The model again does not predict any noticeable pattern in the ratio of extracellular to intracellular fibers when the expression level of csgG is modified. Since csgG is a membrane protein responsible for exporting csgA monomers out of the cell, we intuitively expected that increasing the expression level of csgG would increase the concentration of extracellular fibers and decrease the concentration of intracellular fibers, resulting in a net increase in the ratio between the two. This is the protein that we chose to investigate further in the genetic engineering aspect of our project. Check out our results to learn more!
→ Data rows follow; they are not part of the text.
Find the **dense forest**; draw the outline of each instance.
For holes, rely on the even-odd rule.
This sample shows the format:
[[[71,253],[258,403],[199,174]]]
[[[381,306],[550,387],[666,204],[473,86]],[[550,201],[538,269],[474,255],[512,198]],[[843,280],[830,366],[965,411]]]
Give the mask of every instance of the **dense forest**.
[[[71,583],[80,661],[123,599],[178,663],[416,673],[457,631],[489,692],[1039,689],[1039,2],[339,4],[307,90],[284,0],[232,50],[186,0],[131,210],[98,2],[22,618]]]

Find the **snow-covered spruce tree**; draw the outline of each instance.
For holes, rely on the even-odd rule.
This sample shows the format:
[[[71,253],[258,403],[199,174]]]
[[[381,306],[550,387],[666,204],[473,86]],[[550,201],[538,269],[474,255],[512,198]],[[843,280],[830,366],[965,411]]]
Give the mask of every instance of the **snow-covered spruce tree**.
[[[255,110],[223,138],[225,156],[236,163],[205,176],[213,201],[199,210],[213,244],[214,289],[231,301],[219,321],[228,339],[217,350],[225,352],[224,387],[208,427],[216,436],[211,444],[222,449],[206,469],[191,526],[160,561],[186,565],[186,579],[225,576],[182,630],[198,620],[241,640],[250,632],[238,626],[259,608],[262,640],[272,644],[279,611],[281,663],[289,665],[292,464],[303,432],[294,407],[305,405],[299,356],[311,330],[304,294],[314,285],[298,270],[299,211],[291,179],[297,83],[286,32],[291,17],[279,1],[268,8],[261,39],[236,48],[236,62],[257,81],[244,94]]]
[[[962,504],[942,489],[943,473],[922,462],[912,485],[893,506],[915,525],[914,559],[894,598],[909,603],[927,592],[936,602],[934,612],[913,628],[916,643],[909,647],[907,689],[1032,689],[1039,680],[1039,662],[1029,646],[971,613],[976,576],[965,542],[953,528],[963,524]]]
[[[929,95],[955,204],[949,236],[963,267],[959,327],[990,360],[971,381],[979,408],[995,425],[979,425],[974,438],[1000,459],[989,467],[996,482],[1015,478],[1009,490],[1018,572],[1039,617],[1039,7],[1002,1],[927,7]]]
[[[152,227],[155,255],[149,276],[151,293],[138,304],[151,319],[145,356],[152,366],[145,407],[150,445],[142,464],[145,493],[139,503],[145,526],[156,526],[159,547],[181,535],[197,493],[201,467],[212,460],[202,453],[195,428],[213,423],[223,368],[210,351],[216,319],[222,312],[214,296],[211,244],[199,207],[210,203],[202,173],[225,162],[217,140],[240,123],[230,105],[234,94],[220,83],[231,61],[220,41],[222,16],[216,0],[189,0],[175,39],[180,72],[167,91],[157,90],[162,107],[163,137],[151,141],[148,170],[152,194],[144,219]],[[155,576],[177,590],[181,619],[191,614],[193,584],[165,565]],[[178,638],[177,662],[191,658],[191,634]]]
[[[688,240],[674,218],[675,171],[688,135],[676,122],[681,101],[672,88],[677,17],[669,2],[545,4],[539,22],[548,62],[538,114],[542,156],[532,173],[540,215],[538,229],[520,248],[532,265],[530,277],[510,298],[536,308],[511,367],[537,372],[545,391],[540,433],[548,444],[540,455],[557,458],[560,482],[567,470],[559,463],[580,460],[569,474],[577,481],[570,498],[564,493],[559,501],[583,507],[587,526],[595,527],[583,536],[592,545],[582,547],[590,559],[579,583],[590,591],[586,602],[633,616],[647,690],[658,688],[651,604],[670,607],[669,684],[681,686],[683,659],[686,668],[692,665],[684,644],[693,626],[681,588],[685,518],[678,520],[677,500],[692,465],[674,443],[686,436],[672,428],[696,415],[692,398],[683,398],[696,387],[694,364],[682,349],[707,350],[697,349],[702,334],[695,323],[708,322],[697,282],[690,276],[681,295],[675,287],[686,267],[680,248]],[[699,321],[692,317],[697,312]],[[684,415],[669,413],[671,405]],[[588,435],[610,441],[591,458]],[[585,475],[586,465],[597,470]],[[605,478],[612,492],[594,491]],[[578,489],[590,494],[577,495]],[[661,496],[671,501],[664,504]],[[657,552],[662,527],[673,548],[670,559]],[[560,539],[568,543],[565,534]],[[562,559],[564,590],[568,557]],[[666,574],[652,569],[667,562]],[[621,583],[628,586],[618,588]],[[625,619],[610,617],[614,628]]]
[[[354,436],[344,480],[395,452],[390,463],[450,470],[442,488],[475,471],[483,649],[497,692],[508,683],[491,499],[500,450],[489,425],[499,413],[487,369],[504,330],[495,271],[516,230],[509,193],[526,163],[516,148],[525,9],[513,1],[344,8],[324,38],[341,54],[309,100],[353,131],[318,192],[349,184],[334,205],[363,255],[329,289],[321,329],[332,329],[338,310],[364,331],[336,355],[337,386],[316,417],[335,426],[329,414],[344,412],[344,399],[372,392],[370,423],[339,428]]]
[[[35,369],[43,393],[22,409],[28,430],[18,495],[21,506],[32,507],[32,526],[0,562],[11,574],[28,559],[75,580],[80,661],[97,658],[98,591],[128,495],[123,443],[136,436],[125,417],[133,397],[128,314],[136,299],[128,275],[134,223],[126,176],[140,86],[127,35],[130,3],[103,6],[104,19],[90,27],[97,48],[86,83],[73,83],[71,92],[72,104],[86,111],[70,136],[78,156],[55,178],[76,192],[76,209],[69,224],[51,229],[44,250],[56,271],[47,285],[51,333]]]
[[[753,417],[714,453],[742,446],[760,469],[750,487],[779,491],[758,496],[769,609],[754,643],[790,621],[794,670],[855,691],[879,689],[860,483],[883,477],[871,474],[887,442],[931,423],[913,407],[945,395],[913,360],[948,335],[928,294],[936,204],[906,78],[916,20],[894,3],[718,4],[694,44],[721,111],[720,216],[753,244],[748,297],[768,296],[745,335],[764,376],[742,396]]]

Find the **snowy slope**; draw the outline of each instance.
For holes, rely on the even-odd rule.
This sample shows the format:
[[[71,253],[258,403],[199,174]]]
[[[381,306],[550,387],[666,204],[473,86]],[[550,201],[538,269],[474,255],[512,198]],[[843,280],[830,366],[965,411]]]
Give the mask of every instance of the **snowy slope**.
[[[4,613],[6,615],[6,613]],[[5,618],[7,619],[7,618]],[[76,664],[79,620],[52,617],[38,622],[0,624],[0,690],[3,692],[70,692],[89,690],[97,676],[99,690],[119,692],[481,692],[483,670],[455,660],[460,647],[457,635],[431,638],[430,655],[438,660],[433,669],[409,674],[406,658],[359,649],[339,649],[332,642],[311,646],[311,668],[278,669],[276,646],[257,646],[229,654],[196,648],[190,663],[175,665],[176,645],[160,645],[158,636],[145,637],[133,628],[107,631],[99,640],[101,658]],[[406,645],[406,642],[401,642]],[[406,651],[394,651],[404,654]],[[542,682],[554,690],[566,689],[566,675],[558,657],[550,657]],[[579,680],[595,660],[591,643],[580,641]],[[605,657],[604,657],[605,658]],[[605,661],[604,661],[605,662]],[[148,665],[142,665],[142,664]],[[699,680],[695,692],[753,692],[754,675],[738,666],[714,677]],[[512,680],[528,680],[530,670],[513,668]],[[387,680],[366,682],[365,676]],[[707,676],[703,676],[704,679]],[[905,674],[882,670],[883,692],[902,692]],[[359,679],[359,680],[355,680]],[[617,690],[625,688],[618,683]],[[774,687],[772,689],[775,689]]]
You can also explore the code we used to simulate our model here.

### Discussion

As with any model, it is important for us to reassess the assumptions upon which our model is founded, analyze how they could affect the results predicted by our model, and explore ways in which the predictive accuracy of the model could be improved. One such area is the kinetic parameters used in our model. Many of the parameters used to specify the rate constants of the various molecular interactions were drawn from analogous systems or interactions, as parameters specific to interactions between curli proteins are currently unavailable in literature. Obtaining experimental data to either update or validate these parameters is a fundamental first step to increasing predictive accuracy of our model.
Another area is the mathematical simplification that we used in describing the aggregation and polymerization kinetics. Far more descriptive models of protein aggregation and polymerization have been developed by Meisl et al., Wang et al., and Schreck et al.. The 2014 INSA Lyon Team also made significant efforts to model the polymerization kinetics of curli fibers. However, as the 2014 INSA-Lyon discovered, modelling protein aggregation and polymerization kinetics to this level of detail requires very high levels of computational power. Thus, in order to be able to run our model on student-owned computers, we chose to make simplifications in this aspect of the model, as described above. Developing a way to combine the specificity and intricacy of the models developed by those studying protein aggregation with the computational feasibility of the simplified version we used in our model is another step towards increasing the accuracy of our model.

### References

1. Agarwal, Anup. Computational and experimental approaches to enhance extracellular secretion of recombinant proteins in Escherichia coli. Diss. University of Delaware, 2010.
2. Lee, A. A., et al. "Dissecting the self-assembly kinetics of multimeric pore-forming toxins." Journal of The Royal Society Interface 13.114 (2016): 20150762.
3. Meisl, Georg, et al. "Molecular mechanisms of protein aggregation from global fitting of kinetic models." Nature protocols 11.2 (2016): 252-272.
4. Proshkin, Sergey, et al. "Cooperation between translating ribosomes and RNA polymerase in transcription elongation." Science 328.5977 (2010): 504-508.
5. Schreck, John S., and Jian-Min Yuan. "A kinetic study of amyloid formation: fibril growth and length distributions." The Journal of Physical Chemistry B 117.21 (2013): 6574-6583.
6. Stewart, Philip S. "Diffusion in biofilms." Journal of bacteriology 185.5 (2003): 1485-1491.
7. Taylor, Jonathan D., and Steve J. Matthews. "New insight into the molecular control of bacterial functional amyloids." Frontiers in cellular and infection microbiology 5 (2015).
8. Lardner, T. J. "The measurement of cell membrane diffusion coefficients." Journal of biomechanics 10.3 (1977): 167-170.
9. BioNumbers: The Database of Useful Biological Numbers, http://bionumbers.hms.harvard.edu/bionumber.aspx?id=100015&ver=0. Accessed 22 Oct. 2017.
10. Wang, Xuan, Neal D. Hammer, and Matthew R. Chapman. "The molecular basis of functional bacterial amyloid polymerization and nucleation." Journal of Biological Chemistry 283.31 (2008): 21530-21539.